We can use bitmask DP and construct the sequence in order. Let $cur$ be the bitmask representing the cows which have already been chosen and let $res[cur]$ be the maximum possible length of the sequence for this state. Furthermore, let $mask[cur]$ be the bitmask representing the pies that are chosen by these cows and $tot[i]$ be the bitmask representing the pies which cow $i$ enjoys. Then we can only add cow $i$ to the sequence if $mask[cur]\neq (mask[cur]\&tot[i])$.

It's easy to implement a solution that runs in $O(M2^M)$ time.

Any reasonable solution which is polynomial in $N$ should pass.

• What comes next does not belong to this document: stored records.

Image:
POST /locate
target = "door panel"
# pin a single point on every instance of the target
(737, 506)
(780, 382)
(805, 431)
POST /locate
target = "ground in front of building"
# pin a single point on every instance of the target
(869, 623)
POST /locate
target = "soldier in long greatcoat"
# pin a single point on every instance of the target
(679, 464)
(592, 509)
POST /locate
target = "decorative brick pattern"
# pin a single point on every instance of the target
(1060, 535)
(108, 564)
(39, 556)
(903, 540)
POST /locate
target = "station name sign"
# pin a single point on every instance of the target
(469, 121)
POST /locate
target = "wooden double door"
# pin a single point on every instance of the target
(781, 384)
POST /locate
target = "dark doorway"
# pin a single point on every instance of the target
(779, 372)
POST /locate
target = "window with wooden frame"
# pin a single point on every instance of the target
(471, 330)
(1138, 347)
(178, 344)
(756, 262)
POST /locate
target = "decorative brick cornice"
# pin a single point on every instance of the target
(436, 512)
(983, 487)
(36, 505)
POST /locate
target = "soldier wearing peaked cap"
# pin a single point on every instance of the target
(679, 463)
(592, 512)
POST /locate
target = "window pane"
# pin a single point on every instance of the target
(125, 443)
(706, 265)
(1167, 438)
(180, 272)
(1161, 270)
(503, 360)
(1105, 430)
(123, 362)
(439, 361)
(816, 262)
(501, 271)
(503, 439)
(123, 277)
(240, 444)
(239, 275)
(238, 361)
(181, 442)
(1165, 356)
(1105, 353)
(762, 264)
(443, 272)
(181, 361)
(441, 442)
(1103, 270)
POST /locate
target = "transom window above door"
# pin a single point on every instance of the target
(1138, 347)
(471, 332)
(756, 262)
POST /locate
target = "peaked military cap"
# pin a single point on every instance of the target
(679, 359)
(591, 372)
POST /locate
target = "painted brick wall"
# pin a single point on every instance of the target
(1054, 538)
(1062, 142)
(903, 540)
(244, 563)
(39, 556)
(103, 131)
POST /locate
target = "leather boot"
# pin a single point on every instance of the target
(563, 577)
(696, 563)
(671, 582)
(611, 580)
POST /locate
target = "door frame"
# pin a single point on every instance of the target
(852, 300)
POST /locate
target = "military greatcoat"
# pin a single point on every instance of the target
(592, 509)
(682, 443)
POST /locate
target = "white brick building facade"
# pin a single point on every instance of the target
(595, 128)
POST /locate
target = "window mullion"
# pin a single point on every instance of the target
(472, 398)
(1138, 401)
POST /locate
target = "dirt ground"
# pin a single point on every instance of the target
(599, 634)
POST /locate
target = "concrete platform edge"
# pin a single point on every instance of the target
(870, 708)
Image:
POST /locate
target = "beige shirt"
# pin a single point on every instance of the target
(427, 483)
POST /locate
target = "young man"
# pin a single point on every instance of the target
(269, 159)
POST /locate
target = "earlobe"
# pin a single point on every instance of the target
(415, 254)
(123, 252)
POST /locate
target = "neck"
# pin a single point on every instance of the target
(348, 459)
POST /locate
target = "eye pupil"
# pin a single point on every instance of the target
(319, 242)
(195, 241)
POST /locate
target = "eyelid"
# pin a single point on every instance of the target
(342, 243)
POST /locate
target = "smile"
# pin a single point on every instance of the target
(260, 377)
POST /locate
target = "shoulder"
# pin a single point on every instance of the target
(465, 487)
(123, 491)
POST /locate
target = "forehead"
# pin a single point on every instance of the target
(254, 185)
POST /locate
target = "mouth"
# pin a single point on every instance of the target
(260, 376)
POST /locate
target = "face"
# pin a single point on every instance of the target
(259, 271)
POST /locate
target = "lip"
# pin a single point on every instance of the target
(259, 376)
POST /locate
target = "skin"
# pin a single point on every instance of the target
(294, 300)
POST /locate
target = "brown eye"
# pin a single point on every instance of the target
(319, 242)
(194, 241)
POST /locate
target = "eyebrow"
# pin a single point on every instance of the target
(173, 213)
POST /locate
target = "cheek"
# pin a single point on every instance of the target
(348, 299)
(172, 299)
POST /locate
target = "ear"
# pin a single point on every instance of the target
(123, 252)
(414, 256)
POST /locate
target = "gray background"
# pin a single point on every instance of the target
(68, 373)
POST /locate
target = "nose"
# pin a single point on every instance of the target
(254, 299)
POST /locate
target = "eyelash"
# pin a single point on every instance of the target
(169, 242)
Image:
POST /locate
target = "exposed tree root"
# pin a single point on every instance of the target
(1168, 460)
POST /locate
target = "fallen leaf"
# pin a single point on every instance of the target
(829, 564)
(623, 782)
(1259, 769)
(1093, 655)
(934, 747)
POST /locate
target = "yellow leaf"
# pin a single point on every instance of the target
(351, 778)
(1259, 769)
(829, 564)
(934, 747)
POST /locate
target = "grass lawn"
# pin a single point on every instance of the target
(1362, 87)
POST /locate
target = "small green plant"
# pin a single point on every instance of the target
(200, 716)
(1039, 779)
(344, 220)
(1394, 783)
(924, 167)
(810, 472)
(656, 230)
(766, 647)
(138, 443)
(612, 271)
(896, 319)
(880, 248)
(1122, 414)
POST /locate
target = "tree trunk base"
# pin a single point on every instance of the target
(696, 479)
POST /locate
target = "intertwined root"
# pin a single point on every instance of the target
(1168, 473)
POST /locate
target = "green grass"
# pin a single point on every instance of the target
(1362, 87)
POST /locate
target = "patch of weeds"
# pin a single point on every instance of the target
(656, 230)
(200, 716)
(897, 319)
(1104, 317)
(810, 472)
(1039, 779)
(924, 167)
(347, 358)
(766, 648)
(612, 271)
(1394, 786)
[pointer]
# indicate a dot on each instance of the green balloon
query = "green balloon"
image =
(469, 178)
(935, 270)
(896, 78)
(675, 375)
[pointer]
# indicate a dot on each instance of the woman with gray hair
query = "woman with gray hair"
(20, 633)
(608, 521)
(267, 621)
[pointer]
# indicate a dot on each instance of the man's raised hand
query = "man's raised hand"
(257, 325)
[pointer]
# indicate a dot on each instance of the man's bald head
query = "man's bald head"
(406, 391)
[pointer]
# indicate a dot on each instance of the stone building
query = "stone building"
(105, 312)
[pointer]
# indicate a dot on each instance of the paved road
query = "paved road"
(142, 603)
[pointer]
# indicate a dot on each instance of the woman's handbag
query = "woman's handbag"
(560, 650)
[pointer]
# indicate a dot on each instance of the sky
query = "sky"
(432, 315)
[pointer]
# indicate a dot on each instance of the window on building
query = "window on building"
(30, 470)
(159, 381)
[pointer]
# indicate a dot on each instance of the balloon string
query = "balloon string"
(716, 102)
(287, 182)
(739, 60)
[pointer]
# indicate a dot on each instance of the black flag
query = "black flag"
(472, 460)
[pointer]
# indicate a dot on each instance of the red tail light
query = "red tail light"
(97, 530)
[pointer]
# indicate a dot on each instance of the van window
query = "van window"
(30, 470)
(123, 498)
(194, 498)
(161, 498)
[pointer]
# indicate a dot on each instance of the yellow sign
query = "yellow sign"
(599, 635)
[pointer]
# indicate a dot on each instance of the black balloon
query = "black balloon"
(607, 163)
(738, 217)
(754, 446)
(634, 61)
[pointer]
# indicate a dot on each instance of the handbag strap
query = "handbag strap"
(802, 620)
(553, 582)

We can solve this problem in $O(N^3).$ Let $dp[l][r]$ denote the maximum number of cows such that the set of eaten pies is a subset of the range $l\ldots r.$ Then we can write

$$dp[l][r]:=\max_{l\le i<r}(dp[l][i]+dp[i+1][r]).$$
Furthermore, suppose that the last cow in the sequence ate pie $i$ for some $l\le i\le r.$ Then if there exists an interval $[a,b]$ such that $l\le a\le i\le b\le r,$ we can write
$$dp[l][r]:=\max(dp[l][r],dp[l][i-1]+dp[i+1][r]+mx[i][l][r]),$$
where $mx[i][l][r]$ is the maximum weight over all cows $[l_i,r_i]$ satisfying $l\le l_i\le i\le r_i\le r.$ Our answer will be the value of $dp[0][N-1].$

This DP can be computed in $O(N^3)$ time.

#include <bits/stdc++.h>
using namespace std;

typedef long long ll;
typedef vector<int> vi;

#define FOR(i,a,b) for (int i = (a); i < (b); ++i)
#define F0R(i,a) FOR(i,0,a)
#define ROF(i,a,b) for (int i = (b)-1; i >= (a); --i)
#define R0F(i,a) ROF(i,0,a)
#define trav(a,x) for (auto& a: x)

#define pb push_back
#define rsz resize
#define sz(x) int(x.size())

template<class T> bool ckmax(T& a, const T& b) {
return a < b ? a = b, 1 : 0; }

void setIO(string name) {
ios_base::sync_with_stdio(0); cin.tie(0);
freopen((name+".in").c_str(),"r",stdin);
freopen((name+".out").c_str(),"w",stdout);
}

const int MX = 300;

int N,M,dp[MX][MX];
int mx[MX][MX][MX];
vi w,l,r;

int main() {
setIO("pieaters");
cin >> N >> M;
w.rsz(M); l.rsz(M), r.rsz(M);
F0R(i,M) {
cin >> w[i] >> l[i] >> r[i];
l[i] --,r[i] --;
FOR(j,l[i],r[i]+1)
ckmax(mx[j][l[i]][r[i]],w[i]);
}
F0R(i,N) {
R0F(j,i+1) FOR(k,i,N) {
if (j) ckmax(mx[i][j-1][k],mx[i][j][k]);
if (k < N-1) ckmax(mx[i][j][k+1],mx[i][j][k]);
}
}
R0F(a,N) FOR(b,a,N) {
FOR(c,a,b) ckmax(dp[a][b],dp[a][c]+dp[c+1][b]);
FOR(c,a,b+1) if (mx[c][a][b]) { // among all those covering c >= a
int res = mx[c][a][b];
if (c > a) res += dp[a][c-1];
if (c < b) res += dp[c+1][b];
ckmax(dp[a][b],res);
}
}
cout << dp[0][N-1] << "\n";
}